Editorial – Turning Tide

9 May 1942

South Yorkshire Times – Saturday 09 May 1942

Turning Tide

The Balance Sheet of war does not yet show many positive credits on the side of the United Nations. There have been some very definite set-backs for the enemy, of which perhaps the chief is his continued embroilment with Russia, but our own time is not yet, though there are signs and portents not unfavourable to our cause.

One of these was Hitler’s recent speech, in which he specifically referred to the home front in somewhat sinister and minatory terms. But we shall be foolish if we take any comfort from what we imagine to be the internal condition of Germany.
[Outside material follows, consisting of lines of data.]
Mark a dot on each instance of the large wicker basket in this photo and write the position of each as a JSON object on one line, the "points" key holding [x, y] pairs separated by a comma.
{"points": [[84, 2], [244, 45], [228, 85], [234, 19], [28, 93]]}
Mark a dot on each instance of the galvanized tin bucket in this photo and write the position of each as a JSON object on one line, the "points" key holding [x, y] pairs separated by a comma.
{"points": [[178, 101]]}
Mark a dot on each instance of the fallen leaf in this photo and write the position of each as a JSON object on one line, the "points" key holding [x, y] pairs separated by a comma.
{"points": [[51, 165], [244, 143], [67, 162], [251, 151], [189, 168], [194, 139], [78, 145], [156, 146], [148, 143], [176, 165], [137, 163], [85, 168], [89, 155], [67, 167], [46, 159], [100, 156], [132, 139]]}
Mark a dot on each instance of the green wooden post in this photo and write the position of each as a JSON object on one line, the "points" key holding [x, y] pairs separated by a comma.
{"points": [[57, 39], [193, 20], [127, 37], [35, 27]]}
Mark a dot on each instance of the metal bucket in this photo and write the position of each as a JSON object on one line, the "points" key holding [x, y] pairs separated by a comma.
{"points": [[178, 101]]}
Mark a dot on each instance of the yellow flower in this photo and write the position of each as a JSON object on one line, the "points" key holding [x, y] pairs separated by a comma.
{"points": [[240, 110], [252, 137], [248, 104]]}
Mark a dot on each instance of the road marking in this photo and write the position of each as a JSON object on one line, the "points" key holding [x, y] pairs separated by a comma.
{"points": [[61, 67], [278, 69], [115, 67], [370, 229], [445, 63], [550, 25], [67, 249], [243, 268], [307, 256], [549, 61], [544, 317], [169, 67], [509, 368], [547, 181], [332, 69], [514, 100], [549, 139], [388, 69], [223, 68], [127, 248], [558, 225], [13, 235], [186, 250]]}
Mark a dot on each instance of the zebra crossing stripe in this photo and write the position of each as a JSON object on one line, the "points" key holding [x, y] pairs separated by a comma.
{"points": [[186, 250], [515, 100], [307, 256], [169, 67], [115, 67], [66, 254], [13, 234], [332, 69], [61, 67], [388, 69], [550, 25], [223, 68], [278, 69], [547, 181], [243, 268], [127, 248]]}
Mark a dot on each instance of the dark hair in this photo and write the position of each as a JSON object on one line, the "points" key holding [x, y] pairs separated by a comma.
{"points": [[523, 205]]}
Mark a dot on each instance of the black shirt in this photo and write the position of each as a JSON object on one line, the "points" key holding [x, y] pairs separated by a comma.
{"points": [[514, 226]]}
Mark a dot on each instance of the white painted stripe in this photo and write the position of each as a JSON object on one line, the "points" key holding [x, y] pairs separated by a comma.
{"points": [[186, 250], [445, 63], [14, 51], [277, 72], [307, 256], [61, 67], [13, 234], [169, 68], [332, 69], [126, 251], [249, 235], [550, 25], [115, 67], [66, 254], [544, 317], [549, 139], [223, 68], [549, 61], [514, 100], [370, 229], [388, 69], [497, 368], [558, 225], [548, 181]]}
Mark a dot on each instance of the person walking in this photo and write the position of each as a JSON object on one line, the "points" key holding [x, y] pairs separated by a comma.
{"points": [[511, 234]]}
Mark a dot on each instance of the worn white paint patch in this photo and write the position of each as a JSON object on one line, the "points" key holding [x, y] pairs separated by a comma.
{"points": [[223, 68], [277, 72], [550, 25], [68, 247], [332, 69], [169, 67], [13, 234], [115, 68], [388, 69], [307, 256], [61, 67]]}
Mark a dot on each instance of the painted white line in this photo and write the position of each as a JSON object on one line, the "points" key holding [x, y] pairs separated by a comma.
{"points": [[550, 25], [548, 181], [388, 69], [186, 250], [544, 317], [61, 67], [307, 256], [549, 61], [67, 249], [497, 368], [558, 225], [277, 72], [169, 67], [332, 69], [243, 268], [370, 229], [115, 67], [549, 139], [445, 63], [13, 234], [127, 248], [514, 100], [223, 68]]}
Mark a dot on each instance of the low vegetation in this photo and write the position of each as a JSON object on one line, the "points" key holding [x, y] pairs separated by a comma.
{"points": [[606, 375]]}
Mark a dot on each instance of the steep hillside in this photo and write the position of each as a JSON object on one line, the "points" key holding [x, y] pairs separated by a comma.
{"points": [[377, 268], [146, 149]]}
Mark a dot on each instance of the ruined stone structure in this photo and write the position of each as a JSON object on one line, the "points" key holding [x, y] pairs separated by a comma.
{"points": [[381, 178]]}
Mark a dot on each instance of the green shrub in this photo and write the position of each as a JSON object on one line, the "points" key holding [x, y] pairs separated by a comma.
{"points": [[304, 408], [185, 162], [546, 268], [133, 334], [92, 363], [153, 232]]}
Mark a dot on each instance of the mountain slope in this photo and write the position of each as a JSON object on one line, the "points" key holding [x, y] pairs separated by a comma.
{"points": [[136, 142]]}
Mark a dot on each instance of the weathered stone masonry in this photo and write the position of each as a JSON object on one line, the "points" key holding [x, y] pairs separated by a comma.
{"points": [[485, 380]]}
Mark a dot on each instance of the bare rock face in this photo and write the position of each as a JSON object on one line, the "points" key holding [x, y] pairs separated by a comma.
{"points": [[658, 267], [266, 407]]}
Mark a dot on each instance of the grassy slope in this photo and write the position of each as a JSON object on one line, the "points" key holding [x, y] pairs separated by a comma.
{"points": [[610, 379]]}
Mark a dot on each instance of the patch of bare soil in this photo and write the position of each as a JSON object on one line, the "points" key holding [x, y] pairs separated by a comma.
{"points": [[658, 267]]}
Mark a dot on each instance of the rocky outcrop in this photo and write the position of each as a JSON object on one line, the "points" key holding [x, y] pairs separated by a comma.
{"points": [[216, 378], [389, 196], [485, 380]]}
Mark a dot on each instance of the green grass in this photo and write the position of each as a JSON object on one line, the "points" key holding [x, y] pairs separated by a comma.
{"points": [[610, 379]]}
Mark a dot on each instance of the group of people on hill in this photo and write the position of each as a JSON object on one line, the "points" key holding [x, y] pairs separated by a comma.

Obviously it must be difficult .We have only to cast our memories back to our own ordeal of night bombing to imagine what things are like in places where the R.A.F. is now playing nightly havoc.

These attacks, we are told, are heavier than those which the Luftwaffe inflicted on our cities and there are many indications that this is so. For the Germans there is worse to come, but we know that aerial attack must be persistent in weight and severity over a long period before it begins to tell.

In the meantime we are on the point of being ousted from Burma by the Japanese, who are already battering against the back door of China. At the same time there are no signs of weakening from the Japanese forces established on the doorstep of Australia, even though they have been compelled to mark tune in the face of dauntless air attack directed by General MacArthur and made possible by steady reinforcements of American aircraft. The fall of Corregidor marks the end of organised resistance in the Phillipines, and a review of the position suggests that we are on the threshold of a new phase of the war.

Madagascar marks a step in the United Nations’ turnover from defence to attack. The neutralisation of the island is really an offensive-defensive action, as it is necessary to deny the Japanese a base which would have compromised very gravely our eastern supply line and one of the life-lines which have helped to stiffen Russian resistance. At the same time liquidation of the uncertainty about, Madagascar is a positive step towards the counter attack against Japan which must come sooner o; later. We can ignore the hypocritical outcries of Vichy against a logical step in our strategy which it was obvious would have to be undertaken with the minimum of delay. Madagascar would have gone the way of French Indo China as soon as the Japanese fleet felt able to reach out towards it.

The fight for India which is now on will be waged with so much more confidence in the knowledge that potential Vichy treachery over this island base in the rear has been scotched. The full fury of the offensives which will characterise this year are as yet hidden from us. They may be even now developing, and must in any event be imminent. A many-sided attack on the Caucasus is likely, and India and Australia are facing peril as great as Britain’s after Dunkirk. Egypt, too, lies in the shadow, and our own island fortress is not free of the menace of invasion.

But as we prepare to parry the blows of an adversary no longer as fresh as he was we are now able and ready to probe his weak points in reply. We are perfecting our own counter strokes and these will fall with increasing weight as we discern our opportunities. Already we are hitting hack to some purpose in the air. Just how soon and how hard our main riposte will be is the chief anxiety of the Axis powers. They have learned to their cost that the Lion has wings; they have yet to be reminded that the Lion has claws too.